Chief District Court Judge Mark L. Wolf
Chief District Court Judge Mark L. Wolf said today that neither US Attorney Michael J. Sullivan's office nor lawyers for the alleged prostitute have explained why the woman, Michelle Robinson, 29, should receive a sentence that would likely result in her being immediately freed.
She has been held since her Aug. 13 arrest, and the agreement would give her credit for her time served.
That sentence "represents a significant downward departure" from the 33 to 41 months that probation officials have calculated would ordinarily be recommended for the defendant under federal sentencing guidelines, Wolf said.
The judge said that since neither prosecutors nor Robinson's lawyers have responded to an earlier court order to explain the sentence, "it is now uncertain whether the court is likely to accept the plea agreement." He gave prosecutors until noon Thursday to file papers justifying the proposed six-month sentence. Robinson's lawyer can also file an explanation.

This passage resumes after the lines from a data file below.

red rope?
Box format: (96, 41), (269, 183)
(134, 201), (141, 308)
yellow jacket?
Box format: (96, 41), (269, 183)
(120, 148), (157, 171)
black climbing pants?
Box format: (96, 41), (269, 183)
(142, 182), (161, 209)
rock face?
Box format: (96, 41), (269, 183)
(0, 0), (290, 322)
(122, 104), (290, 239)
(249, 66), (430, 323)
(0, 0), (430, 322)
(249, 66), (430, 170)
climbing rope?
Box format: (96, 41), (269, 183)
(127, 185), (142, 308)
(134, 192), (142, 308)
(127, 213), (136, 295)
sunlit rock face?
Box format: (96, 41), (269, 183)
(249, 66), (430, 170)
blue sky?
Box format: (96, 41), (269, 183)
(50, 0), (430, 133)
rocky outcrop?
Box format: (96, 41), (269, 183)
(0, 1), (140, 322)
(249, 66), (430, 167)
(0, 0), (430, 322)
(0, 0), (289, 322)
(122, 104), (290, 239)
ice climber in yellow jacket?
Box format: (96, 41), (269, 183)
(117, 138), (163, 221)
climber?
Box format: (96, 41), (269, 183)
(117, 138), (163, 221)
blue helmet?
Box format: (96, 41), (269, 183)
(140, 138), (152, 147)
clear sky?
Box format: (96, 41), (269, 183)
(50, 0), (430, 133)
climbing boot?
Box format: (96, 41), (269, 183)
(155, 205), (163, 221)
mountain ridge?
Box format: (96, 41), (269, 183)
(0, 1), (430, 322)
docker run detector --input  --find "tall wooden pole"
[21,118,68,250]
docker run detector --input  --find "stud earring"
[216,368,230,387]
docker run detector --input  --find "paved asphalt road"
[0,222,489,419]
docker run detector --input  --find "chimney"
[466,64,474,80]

If prosecutors cannot make the deadline, he said, he might postpone Robinson's sentencing hearing scheduled for Friday.
The criminal case against Robinson was the subject of a Globe story Tuesday in which several legal specialists criticized prosecutors' efforts to keep the businessman's name a secret.
Among the terms of the tentative plea agreement is an extraordinary provision: Robinson would be forbidden from disclosing the businessman's name for the three years that she is on supervised release.

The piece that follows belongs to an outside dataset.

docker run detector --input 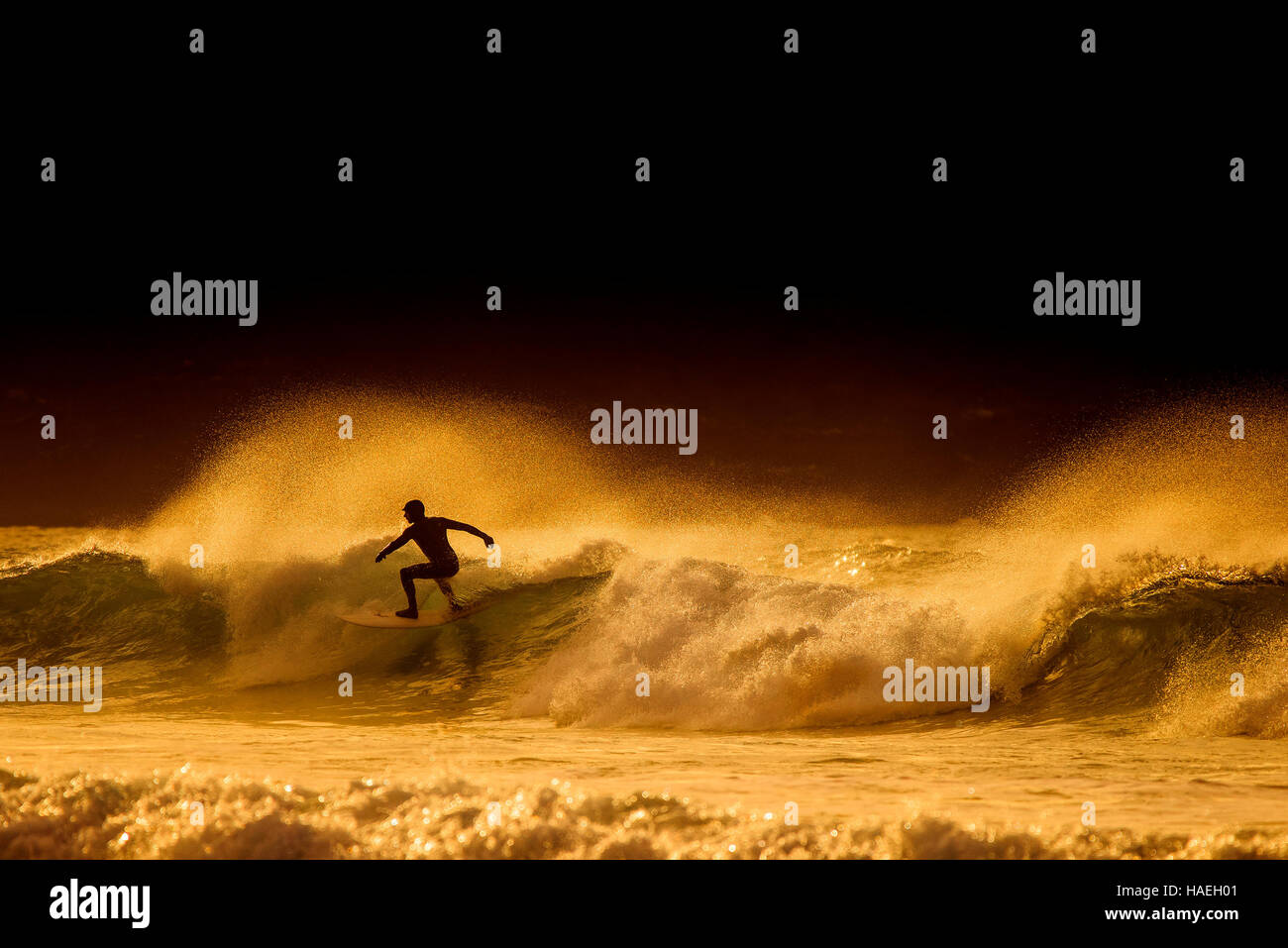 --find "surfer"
[376,500,493,618]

James L. Sultan, a Boston defense lawyer, was quoted as calling the case "an example of the system working better for people who have resources," referring to the businessman, who was described by federal authorities as a prosperous married man in his 60s.
The businessman, who is identified in court papers only as LB, for local businessman, and BP, for business person, hired former US Attorney Donald K. Stern after he had paid the woman $280,000 to keep her mouth shut.
Stern arranged an Aug. 7 meeting with federal prosecutors and the FBI, who got the businessman to tape phone calls with the alleged prostitute during which she demanded another $300,000. She was arrested shortly afterward.
Other veteran criminal lawyers said that the prosecutors' efforts to keep the businessman's identity secret were justified because the government wants to encourage other people to come forward if they are victims of similar extortion schemes.
They also theorized that Robinson may have had a strong hand when negotiating a tentative six-month sentence. The businessman, they explained, might refuse to testify if she rejected a long sentence and forced the case to go to trial.